Antara terorisme dan media memang memiliki keterkaitan yang erat. Tindakan terorisme selalu menarik perhatian media dan mendapat liputan yang luas. Hal ini pun terjadi dalam peristiwa peledakan bom di dua hotel mewah di Jakarta hingga berbagai rangkaian peristiwanya.

Nacos (2002) menyatakan bahwa terorisme dapat dipahami sebagai “mass-mediated political violence”. Dalam hal ini, teroris tidak hanya sekedar melakukan tindakan kekerasan, namun mereka melakukan tindakan terorisme yang memang dirancang untuk mendapatkan liputan yang luas dari media. Lebih lanjut ia menjelaskan bahwa sebagian besar teroris memperhitungkan konsekuensi dari tindakan tersebut, mengenai kemungkinan untuk mendapatkan perhatian dari media, dan yang paling penting adalah kemungkinan untuk mendapatkan akses ke dalam segitiga komunikasi politik, yaitu antara media massa, masyarakat umum atau kelompok tertentu, dan pemerintah.
Media tidak sekedar menjadi pihak yang pasif dan netral, namun media memilih hal tertentu untuk ditonjolkan, dan meminimalkan hal yang lain. Dengan kata lain, media melakukan framing terhadap tindakan terorisme. Dalam hal ini antara media dan terorisme terjadi hubungan simbiotik yang saling menguntungkan. Di satu sisi teroris mencari publisitas untuk tindakan yang dilakukannya, sedangkan di sisi lain, media memberitakan terorisme untuk meningkatkan jumlah audience-nya, yang pada gilirannya akan meningkatkan keuntungannya.
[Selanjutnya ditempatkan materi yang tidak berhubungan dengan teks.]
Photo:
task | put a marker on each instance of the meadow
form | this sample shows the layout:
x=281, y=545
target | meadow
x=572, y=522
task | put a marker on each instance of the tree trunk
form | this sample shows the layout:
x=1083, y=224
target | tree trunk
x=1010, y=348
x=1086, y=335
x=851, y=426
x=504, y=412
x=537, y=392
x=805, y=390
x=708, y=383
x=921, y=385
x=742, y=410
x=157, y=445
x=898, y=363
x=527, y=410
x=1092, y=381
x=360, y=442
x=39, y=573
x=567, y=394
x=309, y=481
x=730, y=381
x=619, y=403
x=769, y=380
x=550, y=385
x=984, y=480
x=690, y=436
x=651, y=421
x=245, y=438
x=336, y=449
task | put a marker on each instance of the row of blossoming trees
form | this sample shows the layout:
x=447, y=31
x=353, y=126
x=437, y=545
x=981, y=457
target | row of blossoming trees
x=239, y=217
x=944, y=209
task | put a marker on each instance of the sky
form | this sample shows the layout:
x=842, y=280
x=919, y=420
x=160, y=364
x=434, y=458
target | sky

Picard (1993) mencatat bahwa kekerasan politis seperti terorisme tidak akan berpengaruh jika tidak diketahui oleh otoritas (pemerintah), masyarakat, atau para pendukungnya. Oleh karena itu media berperan penting untuk mengkomunikasikan peristiwa tersebut.

Bagaimanapun, peran media mendapatkan kritik dan telah banyak dibahas. Norris, Kern, dan Just (2003) menyatakan bahwa terdapat dua jenis liputan media tentang terorisme, yaitu satu sisi dan dua sisi. Liputan satu sisi terjadi ketika kebanyakan orang seperti pemimpin, pemerintah, kelompok-kelompok politik tertentu, jurnalis, dan masyarakat umum memiliki pendapat yang sama tentang peristiwa terorisme, dan hanya sedikit pihak yang berbeda pendapat. Sedangkan dalam liputan dua sisi, terdapat lebih banyak diskusi dan perdebatan mengenai tindakan terorisme. Perbedaan pendapat yang tajam dapat terjadi dalam kelompok-kelompok masyarakat yang sangat terpengaruh dampak dari konflik yang terjadi dan di mana kelompok-kelompok masyarakat tersebut memiliki akses terhadap media.

Dalam peristiwa pemboman di hotel JW Marriot dan Ritz Carlton, media di Indonesia pun telah memberitakan secara luas mengenai terorisme dan dibahas dari berbagai perspektif. Jika diamati dari berbagai pemberitaan di media, secara umum dapat dikatakan bahwa media di Indonesia membahas terorisme secara satu sisi, di mana sebagian besar pihak, seperti pemerintah, masyarakat, para tokoh masyarakat, ataupun politisi mengutuk tindakan terorisme. Memang terjadi perbedaan pendapat, namun pada umumnya tidak terlalu signifikan.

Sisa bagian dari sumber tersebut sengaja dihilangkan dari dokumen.